Twenty years from now what do we want cyber-security to look like? It should still be an ongoing effort, aggressive and widely distributed. Tying the financial costs of Sony's failure to insurance will raise their efforts to a baseline (set by insurance companies) and remove any motivation to do better. In fact, it will *prevent* Sony from doing better security, because they will need to do what the insurance companies have specified and nothing else, lest they interfere with the program specified by the the insurance companies.
Should insurance companies dictate security? Doctors don't let them dictate treatments because health care is so important and hard to get right. Do you want insurance companies telling you which language to use, which libraries to use, how to log/audit/test/deploy etc...? The insurance companies and financial managers are there to make money, not to create new things or do things better.
Home and car locks (Score:4, Insightful)
>Home and Car locks have been stagnant technology for 50+ years
What? 50 years ago you could hot-wire a car. Today we have immobilizers that won't let the engine start without cryptographic authentication.
May be good (Score:1)
here we go (Score:2)
on the road to higher priced software.... as soon as Insurance and lawyers get involved we're screwed
Insurance for insurance sake. (Score:2)
"...Last October, the S.E.C. issued a new guidance requiring that companies disclose "material" cyber attacks and their costs to shareholders. The guidance specifically requires companies to disclose a "description of relevant insurance coverage." That one S.E.C. bullet point could be a boon to the cyber insurance industry."
Er, could be a boon? Ah, smells more like "you grease this palm, and I'll make you billions" type of "guidance". Give me a break. It really can't get much more blatant than this, pulling yet another form of pointless "mandatory" insurance out of your ass.
And yes, it will likely be pointless by the time you get to the fine print on paying out a half-billion dollar cyberinsurance claim.
force BSA Auditing (Score:2)
in where each pice of software must have a software update plan.
The real intrusions can't be proven (Score:2)
The real intrusions are very hard to prove, the hacks that get discovered are the ones that couldn't manage to be subtle enough. Even if there are signs, unless it is a lulzsec-like troIl group doing it publicly the insurance company will refuse to pay. IT security insurance will just make companies overconfident and worrying even less about security, and when they get hacked they will find that the insurance company isn't paying for the huge losses as they can't be proven.
Cue hackers (Score:2)
To show what a scam cyber insurance really is.
we're toast (Score:2)
Lol (Score:2)
Just like the 'Green Jobs / Economy,' right boys? Admittedly, this might be slightly more tangible than the previous 'opportunity,' but I have my doubts.
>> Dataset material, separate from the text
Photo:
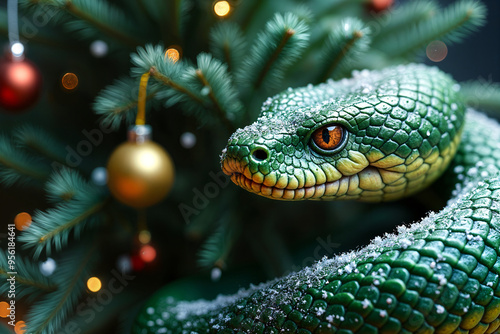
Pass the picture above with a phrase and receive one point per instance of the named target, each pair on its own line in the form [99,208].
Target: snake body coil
[379,136]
On a side note, what happened to investing in actual technological innovation? A little-less pie-in-the-sky, a little more our scientists have confirmed this is doable, and our engineers desperately want to build a new fab to we can retire in style in 5 years?
Does anyone understand what I am attempting to convey here? We've gone from the poker table to the
A Bandaid (Score:2)
Not to say there isn't room for some sort of cyber-insurance, but the whole issue with Sony was their lack of competent programmers and admins.
Of course they go the way of wanting insurance instead of fixing the root of the problem.
They go the route of 1lb of cure is better than 1oz of prevention, probably because it's easier to measure the effectiveness of a cure than prevention.